Frantz charges that it did not hold itself out as skilled or an expert in refrigeration. As we have pointed out, Frantz guaranteed its work for a period of one year against defects and it accepted an order to supply cooling equipment which would accomplish that which Dr. Varney's standards required. Under these circumstances, it appears to us that Frantz held itself out as being able to fulfill the order; therefore, we find no merit in this contention. Frantz cites Belcher v. Hamilton, Ky., 475 S.W.2d 483 (1971), and says that Belcher would not have been held liable if it had not been "* * * a merchant with respect to goods of that kind," as provided in KRS 355.2-314(1). Frantz argues that it was not a merchant with respect to the cooling system, but we disagree. It was in the mechanical contracting business and accepted the order from Blue Grass to supply the equipment, thereby becoming "a merchant with respect to goods of that kind."

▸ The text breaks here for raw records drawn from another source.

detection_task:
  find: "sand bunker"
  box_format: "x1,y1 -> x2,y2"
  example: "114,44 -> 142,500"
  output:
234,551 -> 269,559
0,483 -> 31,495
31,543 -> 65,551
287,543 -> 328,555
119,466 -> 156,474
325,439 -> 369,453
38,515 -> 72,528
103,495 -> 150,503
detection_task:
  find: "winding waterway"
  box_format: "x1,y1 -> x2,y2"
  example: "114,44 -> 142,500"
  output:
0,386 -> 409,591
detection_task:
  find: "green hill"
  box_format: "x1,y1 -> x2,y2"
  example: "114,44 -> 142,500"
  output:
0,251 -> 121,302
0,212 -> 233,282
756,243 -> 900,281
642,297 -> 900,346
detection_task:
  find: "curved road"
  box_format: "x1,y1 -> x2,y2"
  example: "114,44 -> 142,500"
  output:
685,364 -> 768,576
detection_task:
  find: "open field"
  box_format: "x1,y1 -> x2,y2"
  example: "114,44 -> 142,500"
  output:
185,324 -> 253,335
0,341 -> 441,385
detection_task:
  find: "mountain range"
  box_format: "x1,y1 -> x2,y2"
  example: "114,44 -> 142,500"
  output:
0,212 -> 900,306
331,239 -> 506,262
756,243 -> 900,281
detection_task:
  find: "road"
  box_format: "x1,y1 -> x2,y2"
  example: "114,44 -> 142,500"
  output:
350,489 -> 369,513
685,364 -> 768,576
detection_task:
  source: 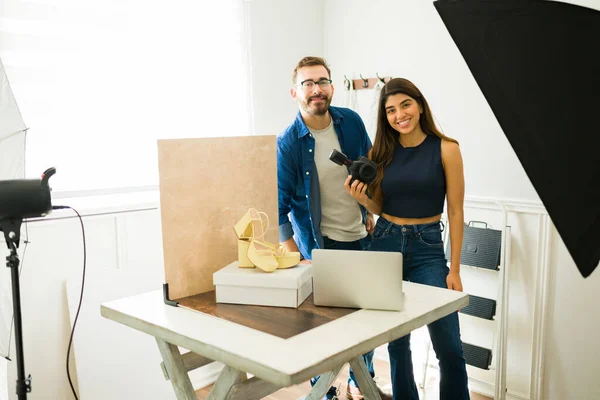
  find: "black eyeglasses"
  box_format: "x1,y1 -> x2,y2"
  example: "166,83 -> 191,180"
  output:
297,79 -> 333,90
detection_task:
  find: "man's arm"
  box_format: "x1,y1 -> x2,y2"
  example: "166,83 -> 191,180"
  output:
277,140 -> 299,251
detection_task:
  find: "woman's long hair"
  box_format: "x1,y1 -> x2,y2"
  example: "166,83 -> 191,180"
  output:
370,78 -> 458,189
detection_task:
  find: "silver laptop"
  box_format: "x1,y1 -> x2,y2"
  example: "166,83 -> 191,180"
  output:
312,249 -> 404,311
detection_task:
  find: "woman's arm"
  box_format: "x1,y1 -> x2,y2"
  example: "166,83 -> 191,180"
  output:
344,175 -> 383,215
442,140 -> 465,291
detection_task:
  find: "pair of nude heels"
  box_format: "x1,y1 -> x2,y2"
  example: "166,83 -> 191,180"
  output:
233,208 -> 300,272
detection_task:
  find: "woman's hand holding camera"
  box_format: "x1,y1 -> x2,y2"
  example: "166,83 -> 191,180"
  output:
344,175 -> 369,207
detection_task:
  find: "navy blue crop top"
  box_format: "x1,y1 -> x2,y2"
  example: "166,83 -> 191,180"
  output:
381,135 -> 446,218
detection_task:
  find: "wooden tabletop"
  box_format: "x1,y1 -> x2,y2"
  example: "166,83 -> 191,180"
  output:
177,290 -> 358,339
101,282 -> 468,386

Brock-McVey did not appeal from a final order as required by our rules. Its appeal must be dismissed. CR 73.03; Hawks v. Wilbert, Ky., 355 S.W.2d 655 (1962).

On the appeal of Frantz the judgment is affirmed.

All concur except REED, J., who did not participate in the decision of this case.


[1] The verdict exonerated Hammack and the judgment dismissed as to him. He was not named in the appeal.